= Microsoft Technology Associate =

Microsoft Technology Associate was an entry-level certification that validates fundamental technology skills and knowledge in Microsoft products. MTA exams were designed to assess and validate core technical concepts in three primary areas: Databases (MS SQL Server), Development (Visual Studio) and IT Infrastructure (Windows, Windows Server). MTA exams and certification were offered as part of the Microsoft Certified Professional (MCP) program.

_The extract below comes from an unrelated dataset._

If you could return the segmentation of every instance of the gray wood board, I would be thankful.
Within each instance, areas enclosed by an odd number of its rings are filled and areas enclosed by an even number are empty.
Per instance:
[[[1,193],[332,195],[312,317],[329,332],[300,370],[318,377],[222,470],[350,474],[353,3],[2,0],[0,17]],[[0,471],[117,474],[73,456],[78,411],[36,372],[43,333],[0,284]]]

All exams were retired on June 30, 2022.

== Retired exam list ==
As of October 7, 2019, the retired Microsoft Technology Associate exams are:

| Exam Track | Exam Product | Exam Number | Exam Name | Retirement Day |
|---|---|---|---|---|
| Development | Visual Studio | 98-373 | Mobile Development Fundamentals | July 31, 2014 |
| Development | Visual Studio | 98-362 | Windows Development Fundamentals | July 31, 2014 |
| Development | Visual Studio | 98-363 | Web Development Fundamentals | July 31, 2015 |
| Development | Visual Studio | 98-372 | .NET Fundamentals | July 31, 2015 |
| Development | Visual Studio | 98-374 | Gaming Development Fundamentals | July 31, 2015 |
| Development | Visual Studio | 98-379 | Software Testing Fundamentals | July 31, 2016 |
| IT | None | 98-369 | Cloud Fundamentals | September 30, 2019 |
| IT | Windows | 98-349 | Windows Operating System Fundamentals | June 30, 2022 |
| IT | Windows Server 2016 | 98-365 | Windows Server Administration Fundamentals | June 30, 2022 |
| IT | None | 98-366 | Networking Fundamentals | June 30, 2022 |
| IT | None | 98-367 | Security Fundamentals | June 30, 2022 |
| IT | None | 98-368 | Mobility and Device Fundamentals | June 30, 2022 |
| Database | Microsoft SQL Server | 98-364 | Database Fundamentals | June 30, 2022 |
| Development | Visual Studio | 98-361 | Software Development Fundamentals | June 30, 2022 |
| Development | Visual Studio | 98-375 | HTML5 App Development Fundamentals | June 30, 2022 |
| Development | Visual Studio | 98-381 | Introduction to Programming Using Python | June 30, 2022 |
| Development | Visual Studio | 98-382 | Introduction to Programming Using JavaScript | June 30, 2022 |
| Development | Visual Studio | 98-383 | Introduction to Programming Using HTML and CSS | June 30, 2022 |
| Development | Visual Studio | 98-388 | Introduction to Programming Using Java | June 30, 2022 |

== Exam availability ==
The Microsoft Technology Associate exams could be scheduled with two exam providers:
- Certiport for students, educators and schools
- Pearson VUE
There are multiple differences about scheduling an exam with Certiport or Pearson VUE such as:
- In Pearson VUE, you need to have two identification documents while in Certiport, you need to have only one
- In Pearson VUE, they take a photo of you and they want a digital signature while in Certiport you don't have to do it
- Outside the United States, there is a restriction with voucher availability in some countries. For example, the Greek Authorized Partner of Certiport can give vouchers only to testing centers and not to candidates while in Pearson VUE you can purchase the voucher online via VUE's site.
- In Pearson VUE testing centers, there are testing days and hours very often while in Certiport, there is one exam datetime per 15 days.